The stroke is one of the most serious complications of arterial hypertension (HTN). Genetic markers of the disease can be used to improve the risk stratification. According to the literature data of single nucleotide polymorphism (SNP) rs12204590 (T > A) is a new potential genetic marker for stroke, however, in published studies, cardiovascular pathology preceding stroke was not assessed. Objective. To study the association of SNP rs12204590 (T > A) with the development of stroke in patients of the East Siberian population with HTN and without HTN. Design and methods. The study involved 260 patients with stroke (age 57,0 [51,0-62,0] years) and 272 patients of the control group (age 55,0 [51,0-62,0] years).
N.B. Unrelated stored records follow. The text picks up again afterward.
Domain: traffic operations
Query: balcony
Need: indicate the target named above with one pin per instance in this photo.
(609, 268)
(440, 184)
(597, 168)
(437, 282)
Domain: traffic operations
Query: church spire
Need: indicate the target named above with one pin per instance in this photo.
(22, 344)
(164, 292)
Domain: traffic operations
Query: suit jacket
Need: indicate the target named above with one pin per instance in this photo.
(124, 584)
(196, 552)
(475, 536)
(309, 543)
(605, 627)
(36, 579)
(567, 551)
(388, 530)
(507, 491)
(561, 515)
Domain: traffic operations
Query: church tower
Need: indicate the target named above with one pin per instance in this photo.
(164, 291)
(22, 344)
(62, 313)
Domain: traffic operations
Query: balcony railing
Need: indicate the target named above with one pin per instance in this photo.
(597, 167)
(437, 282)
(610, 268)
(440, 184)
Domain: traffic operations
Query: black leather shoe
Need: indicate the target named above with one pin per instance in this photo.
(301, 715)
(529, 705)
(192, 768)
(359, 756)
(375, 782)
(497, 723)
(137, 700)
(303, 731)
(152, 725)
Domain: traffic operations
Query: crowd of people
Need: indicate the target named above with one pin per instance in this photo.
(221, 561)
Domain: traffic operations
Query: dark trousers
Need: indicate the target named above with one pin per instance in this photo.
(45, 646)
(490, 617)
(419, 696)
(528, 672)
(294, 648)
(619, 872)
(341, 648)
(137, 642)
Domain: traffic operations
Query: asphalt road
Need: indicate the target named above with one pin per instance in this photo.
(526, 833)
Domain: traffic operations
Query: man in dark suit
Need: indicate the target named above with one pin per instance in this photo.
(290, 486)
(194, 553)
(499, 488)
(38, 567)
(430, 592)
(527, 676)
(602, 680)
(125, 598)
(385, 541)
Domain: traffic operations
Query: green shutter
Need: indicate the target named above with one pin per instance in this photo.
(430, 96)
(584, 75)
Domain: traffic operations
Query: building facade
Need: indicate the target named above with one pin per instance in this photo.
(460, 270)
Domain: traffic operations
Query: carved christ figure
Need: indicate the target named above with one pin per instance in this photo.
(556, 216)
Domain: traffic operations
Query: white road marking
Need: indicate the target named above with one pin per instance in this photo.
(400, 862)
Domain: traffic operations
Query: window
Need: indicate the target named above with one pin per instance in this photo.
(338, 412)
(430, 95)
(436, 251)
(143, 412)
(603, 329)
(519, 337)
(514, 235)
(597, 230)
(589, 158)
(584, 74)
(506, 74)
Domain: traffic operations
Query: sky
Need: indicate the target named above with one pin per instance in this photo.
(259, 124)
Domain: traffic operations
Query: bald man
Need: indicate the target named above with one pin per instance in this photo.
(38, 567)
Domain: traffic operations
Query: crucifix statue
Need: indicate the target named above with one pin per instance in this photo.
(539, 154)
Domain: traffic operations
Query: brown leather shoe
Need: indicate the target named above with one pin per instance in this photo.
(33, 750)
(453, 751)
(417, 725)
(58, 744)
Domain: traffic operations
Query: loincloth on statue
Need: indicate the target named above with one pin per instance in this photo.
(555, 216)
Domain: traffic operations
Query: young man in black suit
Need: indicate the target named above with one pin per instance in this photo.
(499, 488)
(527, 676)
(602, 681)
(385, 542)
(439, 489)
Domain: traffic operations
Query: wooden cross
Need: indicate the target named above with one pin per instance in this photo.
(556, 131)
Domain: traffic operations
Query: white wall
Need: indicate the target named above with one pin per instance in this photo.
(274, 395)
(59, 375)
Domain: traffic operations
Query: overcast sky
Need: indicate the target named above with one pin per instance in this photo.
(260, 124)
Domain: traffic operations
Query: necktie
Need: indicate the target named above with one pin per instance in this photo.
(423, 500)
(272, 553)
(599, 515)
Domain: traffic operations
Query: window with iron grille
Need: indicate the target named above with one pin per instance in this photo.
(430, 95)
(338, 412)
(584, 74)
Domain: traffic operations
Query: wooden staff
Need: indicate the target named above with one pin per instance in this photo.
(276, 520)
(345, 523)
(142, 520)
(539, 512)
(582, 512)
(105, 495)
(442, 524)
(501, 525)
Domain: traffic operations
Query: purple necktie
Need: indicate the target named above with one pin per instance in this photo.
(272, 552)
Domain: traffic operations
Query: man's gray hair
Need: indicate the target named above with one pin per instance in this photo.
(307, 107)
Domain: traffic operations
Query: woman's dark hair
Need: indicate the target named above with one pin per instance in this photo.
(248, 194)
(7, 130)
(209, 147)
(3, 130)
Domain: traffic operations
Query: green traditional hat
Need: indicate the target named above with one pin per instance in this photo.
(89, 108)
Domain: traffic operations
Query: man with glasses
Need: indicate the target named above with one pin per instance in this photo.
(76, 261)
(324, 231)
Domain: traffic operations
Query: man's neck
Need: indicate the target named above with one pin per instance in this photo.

Among stroke survivors, there were 157 men and 103 women. The control group included 170 men and 102 women. 249 patients ofthe main group and 177 patients of the control group had HTN. The following risk factors for the development of stroke were present in the main group: paroxysmal supraventricular tachycardias, dyslipidemia, atherosclerosis of the brachiocephalic arteries, disorders of the hemostasis system. All participants underwent clinical, instrumental and molecular genetic research. Statistical analysis was carried out using the programs Statistica for Windows 7.0, Excel and SPSS 22. Results. The association of TA genotype SNP rs 122045 90 (T > A) with the development of stroke was confirmed in the main group, as well as in the subgroup of HTN patients who had stroke. An association of the AA genotype with stroke was found in males. Associations of the studied polymorphism with the risk factors for stroke were not identified. Conclusions. The TA genotype rs12204590 (T > A) reduces the risk of acute stroke compared to the genotypes TT and AA, which is also observed in HTN patients. The AA SNP genotype rs12204590 (T > A) increases the risk of developing stroke in males.